Haben Sie sich schon einmal selbst gegoogelt? Wenn Sie schon öfter Google genutzt oder sich im Internet bewegt haben, werden Sie erstaunt sein, was Sie alles über sich finden können. Kein Wunder, immerhin wird alles genau aufgezeichnet. Dafür erhält man auch Suchergebnisse, die auf die eigenen Bedürfnisse zugeschnitten sind. Spionage als Dienstleistung? Die meisten Österreicher scheinen diesen Handel für die kostenlose Nutzung der Google-Dienste gern einzugehen. Oder zumindest zu glauben, dass keine Gefahr droht, wenn ihre Daten im Netz stehen.
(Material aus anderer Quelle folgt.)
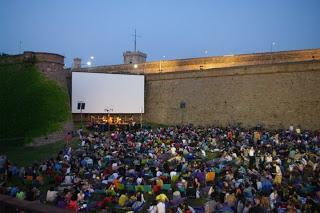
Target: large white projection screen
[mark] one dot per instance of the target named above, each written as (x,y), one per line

Doch wo ist die Grenze? Kaum einer würde dieselbe Gleichgültigkeit an den Tag legen, wenn ihn ein freundlicher Herr in Google-Uniform den ganzen Tag begleitete und Notizen über alle Tätigkeiten machte. Nun, Google hat immerhin noch einen Riegel: die Gesetzeslage. Doch was ist, wenn diejenigen, die die Gesetze machen, selbst dem Spionagewahn verfallen? Die Geschichte zeigt, dass die Möglichkeiten unendlich sind. Überwachungskameras, weitergegebene Swift-Daten und Onlinedurchsuchungen sind schon jetzt Alltag. Das nächste Projekt von EU-Innenkommissarin Cecilia Malmström: Internetsperren. Und das, obwohl Deutschland solche Pläne richtigerweise wieder ad acta gelegt hat.

Aber wir haben ja nichts zu verbergen. Was macht dann eigentlich noch das „privat“ in Privatsphäre?